Хасидские истории. Поздние учителя - стр. 44
Рабби Моше-Лейб говорил: «Нет такого свойства человеческой души и нет таких человеческих способностей, которые были бы даны человеку напрасно. Ведь даже низменные и дурные свойства человека, если их возвысить, могут быть пригодны для служения Богу. Так, например, возвысив высокомерную самоуверенность, мы поднимаем ее до веры в справедливость Божьего пути. Могут спросить: а для чего же дано отрицание самого существования Бога? И такое может быть возвышено – путем благотворительности. Если кто-то придет к тебе с просьбой о помощи, не следует отделываться благочестивыми словами вроде: "Уверуй в Господа и обратись к Нему со своими бедами". Нет, следует вести себя так, будто Бога нет, а ты – единственный человек в мире, который в состоянии помочь просящему».
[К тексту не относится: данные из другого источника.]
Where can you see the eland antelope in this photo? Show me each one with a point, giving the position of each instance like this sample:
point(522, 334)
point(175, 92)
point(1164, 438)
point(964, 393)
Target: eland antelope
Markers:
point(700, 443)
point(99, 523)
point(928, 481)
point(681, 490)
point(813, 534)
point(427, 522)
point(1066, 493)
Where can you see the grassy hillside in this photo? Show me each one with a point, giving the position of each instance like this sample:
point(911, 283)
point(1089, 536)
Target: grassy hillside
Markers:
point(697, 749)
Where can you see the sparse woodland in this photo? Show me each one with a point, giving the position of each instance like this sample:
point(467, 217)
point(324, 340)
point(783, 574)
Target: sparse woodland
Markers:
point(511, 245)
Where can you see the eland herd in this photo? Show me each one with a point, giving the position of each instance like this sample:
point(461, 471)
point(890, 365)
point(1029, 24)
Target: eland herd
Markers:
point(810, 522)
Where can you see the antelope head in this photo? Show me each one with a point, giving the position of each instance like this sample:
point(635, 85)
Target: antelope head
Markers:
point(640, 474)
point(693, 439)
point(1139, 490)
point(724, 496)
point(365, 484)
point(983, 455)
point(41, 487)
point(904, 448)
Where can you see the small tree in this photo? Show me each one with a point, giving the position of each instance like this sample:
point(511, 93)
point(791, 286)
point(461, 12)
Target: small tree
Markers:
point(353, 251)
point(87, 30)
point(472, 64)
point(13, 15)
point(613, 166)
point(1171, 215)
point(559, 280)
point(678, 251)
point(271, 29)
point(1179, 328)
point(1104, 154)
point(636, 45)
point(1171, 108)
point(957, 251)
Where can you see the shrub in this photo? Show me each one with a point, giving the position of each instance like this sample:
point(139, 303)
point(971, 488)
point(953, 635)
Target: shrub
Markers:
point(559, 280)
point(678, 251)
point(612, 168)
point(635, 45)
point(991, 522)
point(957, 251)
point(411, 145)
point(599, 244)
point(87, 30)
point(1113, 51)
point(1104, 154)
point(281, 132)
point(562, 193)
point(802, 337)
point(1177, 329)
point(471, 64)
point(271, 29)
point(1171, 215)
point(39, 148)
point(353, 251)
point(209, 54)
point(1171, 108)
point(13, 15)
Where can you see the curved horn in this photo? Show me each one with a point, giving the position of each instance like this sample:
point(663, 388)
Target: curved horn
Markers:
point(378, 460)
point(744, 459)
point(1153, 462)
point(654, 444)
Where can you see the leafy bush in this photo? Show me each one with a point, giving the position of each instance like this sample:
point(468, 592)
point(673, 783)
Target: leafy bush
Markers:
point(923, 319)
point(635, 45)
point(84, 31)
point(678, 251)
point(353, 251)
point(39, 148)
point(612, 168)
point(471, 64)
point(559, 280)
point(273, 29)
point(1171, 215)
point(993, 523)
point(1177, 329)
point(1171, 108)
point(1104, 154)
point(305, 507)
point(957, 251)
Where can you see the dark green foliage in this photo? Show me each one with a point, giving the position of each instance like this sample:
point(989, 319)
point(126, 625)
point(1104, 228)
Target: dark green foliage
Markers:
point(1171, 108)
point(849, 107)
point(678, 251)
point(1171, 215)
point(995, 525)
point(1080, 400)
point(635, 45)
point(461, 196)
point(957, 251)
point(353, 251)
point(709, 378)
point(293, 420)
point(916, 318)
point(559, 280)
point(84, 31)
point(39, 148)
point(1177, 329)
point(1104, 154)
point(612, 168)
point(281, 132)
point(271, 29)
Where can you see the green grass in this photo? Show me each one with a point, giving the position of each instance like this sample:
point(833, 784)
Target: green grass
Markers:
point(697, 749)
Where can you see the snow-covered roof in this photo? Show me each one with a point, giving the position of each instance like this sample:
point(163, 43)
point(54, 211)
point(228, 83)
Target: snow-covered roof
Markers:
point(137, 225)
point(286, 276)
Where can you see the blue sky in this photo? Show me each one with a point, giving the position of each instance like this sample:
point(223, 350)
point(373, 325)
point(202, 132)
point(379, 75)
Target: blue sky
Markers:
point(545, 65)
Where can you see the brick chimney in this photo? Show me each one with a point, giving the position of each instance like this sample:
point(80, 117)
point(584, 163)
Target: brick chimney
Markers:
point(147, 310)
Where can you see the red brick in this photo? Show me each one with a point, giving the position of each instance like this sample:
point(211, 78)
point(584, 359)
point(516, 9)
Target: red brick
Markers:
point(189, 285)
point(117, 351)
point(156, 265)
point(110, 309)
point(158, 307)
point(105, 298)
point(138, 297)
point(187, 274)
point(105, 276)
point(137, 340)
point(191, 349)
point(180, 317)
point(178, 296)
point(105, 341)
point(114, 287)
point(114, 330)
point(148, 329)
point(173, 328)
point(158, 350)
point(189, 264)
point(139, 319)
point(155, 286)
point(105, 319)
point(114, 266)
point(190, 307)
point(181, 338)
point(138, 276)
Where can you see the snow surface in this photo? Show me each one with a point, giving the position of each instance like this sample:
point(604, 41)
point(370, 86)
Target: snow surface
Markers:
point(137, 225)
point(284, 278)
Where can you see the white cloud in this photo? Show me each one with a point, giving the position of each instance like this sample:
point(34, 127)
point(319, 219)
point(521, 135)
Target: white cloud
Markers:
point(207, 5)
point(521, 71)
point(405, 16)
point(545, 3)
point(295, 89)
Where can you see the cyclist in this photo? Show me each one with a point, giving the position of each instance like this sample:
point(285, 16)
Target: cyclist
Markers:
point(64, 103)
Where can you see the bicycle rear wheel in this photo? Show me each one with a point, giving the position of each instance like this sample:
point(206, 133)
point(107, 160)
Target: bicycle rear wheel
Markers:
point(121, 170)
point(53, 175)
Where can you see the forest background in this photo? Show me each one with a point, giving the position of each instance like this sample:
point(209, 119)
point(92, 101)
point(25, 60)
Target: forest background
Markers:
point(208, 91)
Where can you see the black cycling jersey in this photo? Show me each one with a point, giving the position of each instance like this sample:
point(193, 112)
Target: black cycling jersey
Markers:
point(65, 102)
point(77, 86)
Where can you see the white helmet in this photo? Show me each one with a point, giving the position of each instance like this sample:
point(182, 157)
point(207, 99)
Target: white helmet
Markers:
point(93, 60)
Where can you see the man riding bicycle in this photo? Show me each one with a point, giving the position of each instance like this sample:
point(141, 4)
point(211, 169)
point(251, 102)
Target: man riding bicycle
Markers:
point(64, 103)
Рабби Хаим из Цанза рассказал эту историю: «Мне еще не исполнилось трех лет, когда в Бродах, где я родился и жил, вспыхнул большой пожар, и моя нянька, подхватив меня, перебралась в Сасов. Она пробыла там со мной до конца праздника Суккот. В Симхат Тора, последний день праздника, рабби Моше-Лейб из Сасова имел обыкновение приходить на рыночную площадь со всеми прихожанами. В этот день, как и обычно, были расставлены столы и скамьи, все расселись за столами, и рабби – да будет благословенна его память! – принялся обносить всех собравшихся медовым напитком. Женщины тоже пришли на рыночную площадь полюбоваться этим зрелищем, и моя нянька пришла вместе с другими, неся меня на руках. Рабби сказал: “А женщины должны стоять здесь”, – и они повиновались, и моя нянька вместе со всеми. А я вытянул шею из-за плеча моей няньки и внимательно смотрел. Я смотрел так внимательно, что до сих пор помню все, мною виденное».
Цадик, бывший в числе слушающих, спросил: «И в самом деле рабби помнит, как он вытянул шею из-за плеча няньки?» Рабби Хаим ответил: «Я не мог не запомнить этого, потому что у меня, у маленького, была замечательная душа, и если бы впоследствии ничего не изменилось, из меня бы что-нибудь да вышло. Потому я и был одарен такой памятью, чтобы помнить, как все было».
Рабби Моше-Лейб узнал, что его друг, рабби из Бердичева, заболел. В субботу Моше-Лейб многократно называл имя своего друга и молился за его выздоровление. Затем он надел новые сафьяновые башмаки, туго зашнуровал их и начал танцевать.
Бывший тогда в его доме цадик рассказывал: «Его танец прямо-таки излучал энергию. Каждое его движение было исполнено тайны. Необычный свет залил комнату, и все присутствующие видели, как силы небесные танцевали вместе с ним».
Один хасид рассказывал: «Мне довелось быть на свадьбе внука рабби Моше-Лейба, где собралось много гостей. Когда все образовали круг для свадебного танца, неожиданно в самую середину выскочил человек в кургузой крестьянской одежде и с короткой крестьянской трубочкой в зубах и принялся танцевать в одиночку. Я чуть было не схватил его за рукав, решив, что это какой-то ненормальный осмелился вступить в круг цадиков, но удержался, увидев, как все присутствующие смотрят на него в почтительном молчании. И я понял, что это был сам рабби».
Цадик, бывший на волосок от смерти, поднялся и начал танцевать. А когда окружающие попытались остановить его, он сказал: «Сейчас время танцевать». Потом он рассказал: «Когда рабби Ури из Стрельска ездил по округе и собирал деньги на благотворительные нужды, он заехал в Сасов, к тамошнему рабби. “У меня нет денег, – сказал тот, – но я могу станцевать для тебя”. Он танцевал всю ночь напролет, и рабби Ури не мог оторвать от него глаз, поскольку каждый его шаг был исполнен священного смысла. Когда настало утро, рабби Моше-Лейб сказал: “А сейчас я пойду и соберу немного денег на рынке и на улицах”.